Recognising the importance of opening up transport data, Ideas in Transit has been supporting the addition of information related to proposed UK transport schemes to Wikipedia and also into Freebase allowing both the public and policymakers to access core information about transport schemes much more quickly.
The initial work has been for the East of England where we have identified 93 schemes relating to airports, buses, roads, rail, shipping, cycling and walking with a total cost of in excess of £20billion.
For each scheme we have tried to provide a summary in a standard format identifing what is being proposed, why it is being proposed, what work is required, who is promoting it, what it would cost and when it might be built; we have also included details of any opposition to the scheme and the basis of this opposition. Information about schemes is also being presented as maps and in computer readable form (allowing it to be exported from Wikipedia and be searched using SPARQL).

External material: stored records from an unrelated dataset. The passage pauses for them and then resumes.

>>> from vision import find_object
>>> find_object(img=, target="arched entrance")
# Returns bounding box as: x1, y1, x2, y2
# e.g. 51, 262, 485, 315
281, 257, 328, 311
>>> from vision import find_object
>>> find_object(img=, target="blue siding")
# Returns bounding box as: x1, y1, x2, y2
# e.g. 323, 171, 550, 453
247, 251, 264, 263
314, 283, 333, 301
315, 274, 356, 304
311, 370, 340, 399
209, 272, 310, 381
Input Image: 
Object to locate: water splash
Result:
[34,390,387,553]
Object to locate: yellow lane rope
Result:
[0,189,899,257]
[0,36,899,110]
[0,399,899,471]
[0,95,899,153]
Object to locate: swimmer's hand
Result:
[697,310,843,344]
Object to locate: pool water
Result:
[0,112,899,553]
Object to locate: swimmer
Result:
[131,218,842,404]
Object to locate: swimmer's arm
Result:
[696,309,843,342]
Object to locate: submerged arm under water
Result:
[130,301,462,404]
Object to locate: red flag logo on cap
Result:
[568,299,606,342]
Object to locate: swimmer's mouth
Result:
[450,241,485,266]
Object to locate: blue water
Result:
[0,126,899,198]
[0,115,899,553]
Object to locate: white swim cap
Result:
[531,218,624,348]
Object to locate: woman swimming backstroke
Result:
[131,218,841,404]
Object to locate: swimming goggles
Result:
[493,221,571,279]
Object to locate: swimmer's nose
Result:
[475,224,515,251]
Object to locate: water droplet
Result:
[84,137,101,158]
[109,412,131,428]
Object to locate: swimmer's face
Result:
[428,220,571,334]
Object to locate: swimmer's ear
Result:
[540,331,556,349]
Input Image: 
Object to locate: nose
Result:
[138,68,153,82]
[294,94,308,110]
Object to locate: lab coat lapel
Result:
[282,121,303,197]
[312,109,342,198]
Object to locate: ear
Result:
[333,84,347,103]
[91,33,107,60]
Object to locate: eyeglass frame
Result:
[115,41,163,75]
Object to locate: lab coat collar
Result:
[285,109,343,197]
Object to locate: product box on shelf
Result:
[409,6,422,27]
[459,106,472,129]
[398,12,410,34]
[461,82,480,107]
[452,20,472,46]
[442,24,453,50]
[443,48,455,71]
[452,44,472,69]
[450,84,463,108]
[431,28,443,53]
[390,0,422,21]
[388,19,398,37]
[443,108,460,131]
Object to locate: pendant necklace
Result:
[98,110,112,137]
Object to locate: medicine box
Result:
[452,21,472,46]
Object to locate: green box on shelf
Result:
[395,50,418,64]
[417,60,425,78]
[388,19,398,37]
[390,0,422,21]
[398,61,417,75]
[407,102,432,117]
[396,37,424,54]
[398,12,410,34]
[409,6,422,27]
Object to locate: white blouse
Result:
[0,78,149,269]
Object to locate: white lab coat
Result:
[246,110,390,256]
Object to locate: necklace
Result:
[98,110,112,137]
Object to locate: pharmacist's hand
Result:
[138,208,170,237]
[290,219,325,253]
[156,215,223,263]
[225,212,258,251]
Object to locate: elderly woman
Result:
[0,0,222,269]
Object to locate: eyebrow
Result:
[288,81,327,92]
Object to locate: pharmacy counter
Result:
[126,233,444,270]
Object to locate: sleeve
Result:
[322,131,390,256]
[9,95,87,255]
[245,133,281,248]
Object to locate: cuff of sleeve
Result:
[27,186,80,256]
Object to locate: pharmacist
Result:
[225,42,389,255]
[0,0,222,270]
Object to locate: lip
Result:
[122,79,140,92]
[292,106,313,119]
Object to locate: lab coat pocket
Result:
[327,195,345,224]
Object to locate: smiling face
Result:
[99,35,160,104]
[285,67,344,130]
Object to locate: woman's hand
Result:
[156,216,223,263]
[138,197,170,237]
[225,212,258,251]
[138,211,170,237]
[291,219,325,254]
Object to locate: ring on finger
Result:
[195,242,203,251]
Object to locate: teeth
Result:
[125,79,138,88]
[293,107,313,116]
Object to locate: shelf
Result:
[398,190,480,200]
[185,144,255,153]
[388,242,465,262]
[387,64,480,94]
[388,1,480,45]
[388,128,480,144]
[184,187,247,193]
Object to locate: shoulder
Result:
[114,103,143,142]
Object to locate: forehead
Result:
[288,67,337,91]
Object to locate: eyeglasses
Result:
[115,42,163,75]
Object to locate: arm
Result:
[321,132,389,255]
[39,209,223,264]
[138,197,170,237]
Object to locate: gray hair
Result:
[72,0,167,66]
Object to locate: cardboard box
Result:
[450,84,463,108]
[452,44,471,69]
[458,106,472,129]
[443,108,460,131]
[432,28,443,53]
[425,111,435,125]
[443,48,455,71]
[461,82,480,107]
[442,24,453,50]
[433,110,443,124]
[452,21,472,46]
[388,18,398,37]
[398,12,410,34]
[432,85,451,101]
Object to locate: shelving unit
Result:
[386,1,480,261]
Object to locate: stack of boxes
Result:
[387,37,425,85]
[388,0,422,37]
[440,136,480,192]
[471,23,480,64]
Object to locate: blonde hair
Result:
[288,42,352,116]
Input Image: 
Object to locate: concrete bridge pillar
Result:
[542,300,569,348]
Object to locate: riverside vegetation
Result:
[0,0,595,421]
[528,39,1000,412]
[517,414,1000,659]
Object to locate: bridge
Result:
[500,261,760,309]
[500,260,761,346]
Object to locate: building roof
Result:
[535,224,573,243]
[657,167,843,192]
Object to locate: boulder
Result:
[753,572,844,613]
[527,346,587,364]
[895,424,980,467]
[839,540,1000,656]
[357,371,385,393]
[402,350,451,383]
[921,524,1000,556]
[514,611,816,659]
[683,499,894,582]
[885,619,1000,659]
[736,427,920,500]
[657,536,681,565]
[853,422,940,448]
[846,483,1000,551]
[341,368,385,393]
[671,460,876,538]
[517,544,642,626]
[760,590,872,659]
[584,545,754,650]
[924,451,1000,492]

We estimate that the inclusion of transport information within Wikipedia has reduced the time need to identify and understand a typical transport scheme from about 2 hours to 3 minutes. When we are able to search for schemes using SPARQL it will become even easier to find schemes of relevance to ones enquiry.

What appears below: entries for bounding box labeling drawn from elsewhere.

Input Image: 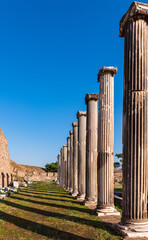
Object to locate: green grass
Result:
[0,182,122,240]
[114,184,122,192]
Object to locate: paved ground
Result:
[0,182,122,240]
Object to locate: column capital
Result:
[119,2,148,37]
[85,93,99,104]
[72,122,78,127]
[98,66,117,82]
[77,111,86,118]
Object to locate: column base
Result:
[84,200,97,209]
[72,192,78,197]
[115,222,148,238]
[69,188,73,194]
[77,194,85,202]
[96,207,120,217]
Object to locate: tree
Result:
[115,153,123,168]
[114,162,120,169]
[45,162,58,172]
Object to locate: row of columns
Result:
[58,67,119,215]
[58,2,148,236]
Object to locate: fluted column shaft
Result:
[85,93,99,204]
[63,145,67,188]
[97,67,117,214]
[121,7,148,224]
[77,111,86,201]
[60,148,63,187]
[72,123,78,197]
[67,137,70,191]
[57,154,61,183]
[69,131,73,192]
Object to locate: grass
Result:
[0,182,122,240]
[114,184,122,192]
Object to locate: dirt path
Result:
[0,182,122,240]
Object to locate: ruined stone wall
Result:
[0,129,12,188]
[11,160,57,183]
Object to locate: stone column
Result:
[57,154,61,184]
[72,122,78,197]
[63,145,67,188]
[85,93,99,208]
[97,67,120,216]
[60,147,64,187]
[117,2,148,236]
[69,131,73,193]
[77,111,86,201]
[67,137,70,191]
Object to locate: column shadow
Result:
[10,196,94,215]
[0,200,120,236]
[0,211,89,240]
[19,192,83,205]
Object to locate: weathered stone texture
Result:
[85,93,99,206]
[98,67,118,214]
[72,123,78,197]
[0,129,12,187]
[10,160,57,183]
[77,111,86,201]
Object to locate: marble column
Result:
[69,131,73,193]
[117,2,148,237]
[57,154,61,184]
[72,122,78,197]
[67,137,70,191]
[77,111,86,201]
[63,145,67,188]
[97,67,120,216]
[60,147,64,187]
[85,93,99,208]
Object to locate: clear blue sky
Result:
[0,0,146,167]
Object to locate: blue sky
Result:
[0,0,146,167]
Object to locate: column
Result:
[67,137,70,191]
[60,147,63,187]
[69,131,73,193]
[72,122,78,197]
[63,145,67,188]
[77,111,86,201]
[57,154,61,184]
[97,67,120,216]
[85,93,99,208]
[120,2,148,236]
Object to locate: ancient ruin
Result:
[77,111,86,201]
[97,67,120,216]
[0,129,13,188]
[85,93,99,207]
[119,2,148,236]
[72,122,78,197]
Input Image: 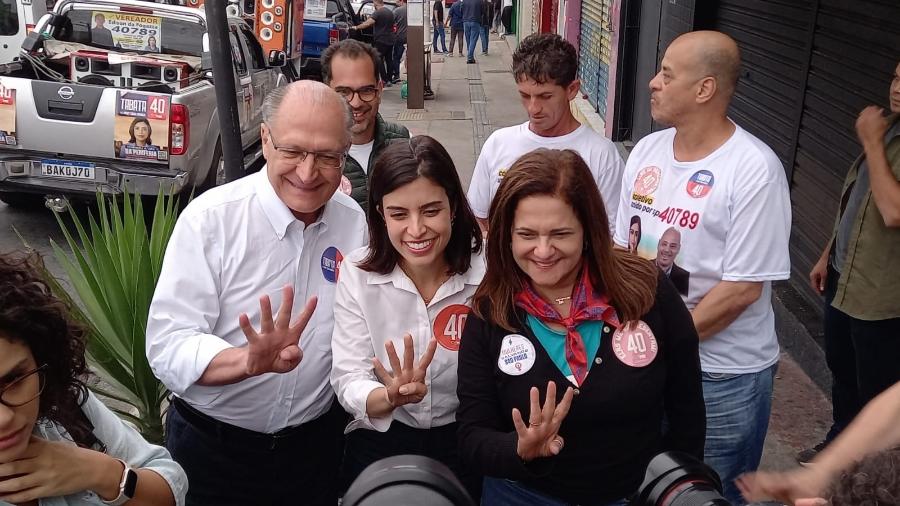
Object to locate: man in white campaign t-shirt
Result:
[615,32,791,504]
[467,33,624,234]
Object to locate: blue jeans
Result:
[431,24,447,53]
[481,477,627,506]
[463,21,481,60]
[702,364,777,505]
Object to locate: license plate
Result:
[41,160,95,180]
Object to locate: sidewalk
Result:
[381,35,831,469]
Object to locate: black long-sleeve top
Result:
[456,275,706,505]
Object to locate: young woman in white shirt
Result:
[0,254,187,506]
[331,136,484,495]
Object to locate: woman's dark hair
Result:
[472,149,658,330]
[359,135,482,274]
[128,118,153,146]
[826,448,900,506]
[0,252,103,448]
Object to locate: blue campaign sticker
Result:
[687,170,716,199]
[322,246,344,283]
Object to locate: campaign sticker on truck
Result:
[113,90,169,162]
[0,81,18,146]
[91,11,162,53]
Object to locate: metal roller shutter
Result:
[714,0,900,301]
[578,0,612,117]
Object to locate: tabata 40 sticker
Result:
[338,176,353,195]
[433,304,470,351]
[322,246,344,283]
[634,165,662,195]
[613,321,659,367]
[686,170,716,199]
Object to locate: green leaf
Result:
[44,190,180,443]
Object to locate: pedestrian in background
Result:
[391,0,408,84]
[500,0,513,35]
[481,0,494,56]
[491,0,503,33]
[350,0,396,88]
[446,0,465,56]
[615,31,791,505]
[322,39,409,210]
[466,34,625,235]
[462,0,484,64]
[797,64,900,463]
[431,0,453,56]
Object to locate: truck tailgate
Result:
[0,78,171,167]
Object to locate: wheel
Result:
[0,192,43,209]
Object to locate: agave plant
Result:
[51,191,178,443]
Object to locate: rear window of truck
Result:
[54,8,203,56]
[0,0,19,35]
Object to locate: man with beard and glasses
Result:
[322,39,409,210]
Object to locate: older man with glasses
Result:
[147,81,367,506]
[322,39,409,211]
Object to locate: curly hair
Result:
[829,448,900,506]
[0,252,103,448]
[512,33,578,88]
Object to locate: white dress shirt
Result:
[147,168,368,433]
[331,248,485,432]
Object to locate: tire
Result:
[0,192,43,209]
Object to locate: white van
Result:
[0,0,56,63]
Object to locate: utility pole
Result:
[204,1,244,181]
[406,0,425,109]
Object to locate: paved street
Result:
[0,31,830,469]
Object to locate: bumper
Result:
[0,157,188,195]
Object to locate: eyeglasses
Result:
[266,125,347,169]
[334,86,378,102]
[0,364,47,408]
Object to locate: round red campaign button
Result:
[433,304,470,351]
[613,321,659,367]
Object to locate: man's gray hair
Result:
[262,80,353,144]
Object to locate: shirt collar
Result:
[366,250,485,293]
[251,165,334,240]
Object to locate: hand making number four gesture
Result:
[373,334,437,408]
[513,381,574,462]
[238,285,317,376]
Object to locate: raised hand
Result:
[735,468,829,506]
[513,381,575,462]
[373,334,437,408]
[238,285,317,376]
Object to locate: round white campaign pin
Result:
[497,334,535,376]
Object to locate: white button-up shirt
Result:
[147,168,368,433]
[331,248,485,432]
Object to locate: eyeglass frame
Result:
[0,364,47,408]
[263,123,347,170]
[334,84,381,104]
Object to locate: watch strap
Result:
[101,459,137,506]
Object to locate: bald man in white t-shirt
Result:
[615,31,791,504]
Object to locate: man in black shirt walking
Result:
[351,0,396,87]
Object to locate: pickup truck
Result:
[0,0,287,206]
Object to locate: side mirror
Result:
[269,49,287,67]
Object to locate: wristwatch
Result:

Here is a map giving details of 5 different transport schemes as detailed in the article about tranport in the Luton area.
And here is a map showing allow the recent and proposed developments, as detailed in the M25 motorway article.
As well as providing textual information and maps for schemes (which we are now publishing in svg format to allow others to edit them), we have also started publishing information as KML using Umapper such as this cycling/walking/public transport scheme in Ipswich and the East West Rail Link. Use of OpenStreetMap base mapping on Umapper allows us to publish this information using an open data license. Using KML allows the route of schemes to be exported into other applications for a variety of purposes.
For each scheme we have also created an Infobox; there was not already a suitable Infobox available within Wikipedia, so after discussion with other members of the Wikipedia community we created a new future infrastructure project Infobox which we have now deployed in a number of articles. The main advantage of using Infoboxes is that the information can automatically be ‘scrapped’ from Wikipedia into projects such as DBPedia and Freebase. Information about a number of schemes have already been imported into these databases, for example on the Norwich Northern Distributor Road.
The integration of this content into Freebase is still ‘work in progress’ with issues that need to be resolved both about having multiple infoboxes on a single page and with importing KML into the databases. When these issues are resolved it will be possible to do SPARQL queries to find schemes that meet certain criteria, which will also be able to include spatial information. For example one would be be able to search for all schemes passing within x miles of a point, or all schemes within a defined area that relate to cycling. The availability of this information in a form where it can be searched using SPARQL will allow this information to used through the UK Governments open data site as promoted by Gordon Brown and Sir Tim Berners Lee.
Our experience to date has been that the time taken to understand a transport scheme varies from 15 minutes to many hours with an average of about 2 hours to research a scheme prior to writing about it. The time taken to research schemes is so long because the information is often buried in multiple different large pdf documents, there is often out-of-date information available, undated information and incorrect information. Maps are only sometimes provided but even where they are provided they can be of very poor quality, or be unusable due to excessive compression.
We also found that it was often hard to discover what schemes exist because the information about schemes is published on many different websites. Rail schemes are detailed within large PDF documents available from the Network Rail website, Highway Agency schemes are covered on their site organised by regions which are different from the Network Rail regions and regional assembly regions); other road schemes are normally on Transport Authority websites in a variety of formats, cycling schemes are likely to be on the Sustrans website and further schemes may be included in Local Development Frameworks produced by Borough and District councils , with information about ports, airport and ‘eco-towns’ to consider as well. In all we have identified over 25 web sites which may contain scheme information in the East of England. A further difficulty is that schemes have multiple names which can change over time. For example the Norwich Northern Distributor Road is also known a the Norwich Northern Distributor Route and the NDR.
We have received support from the Wikipedia community with others contributing to the articles, adding information, correcting mistakes and providing updates on occasions. It is however our belief that it will be advantageous to continue to populate information for the rest of the country as part of Ideas in Transit and not rely completely on voluntary effort.
To see this for yourself spend 20 minutes trying to find out about the ‘Lower Thames Crossing’ without using the Wikipedia article or any derivatives of Wikipedia (which include freebase and absoluteAstronomy and others). Try to find out what the current situation is, what it would cost and where it would be built. Then read the Wikipedia article we contributed to see if you are correct. You could also try selecting 3 schemes at random from the East of England scheme list and try the same test. Do add comments to the bottom of this post with your experiences.
This work has been carried out by ITO World Ltd with support from Ideas in Transit and their sponsors who consist of the Technology Strategy Board, the Department for Transport, and the EPSRC.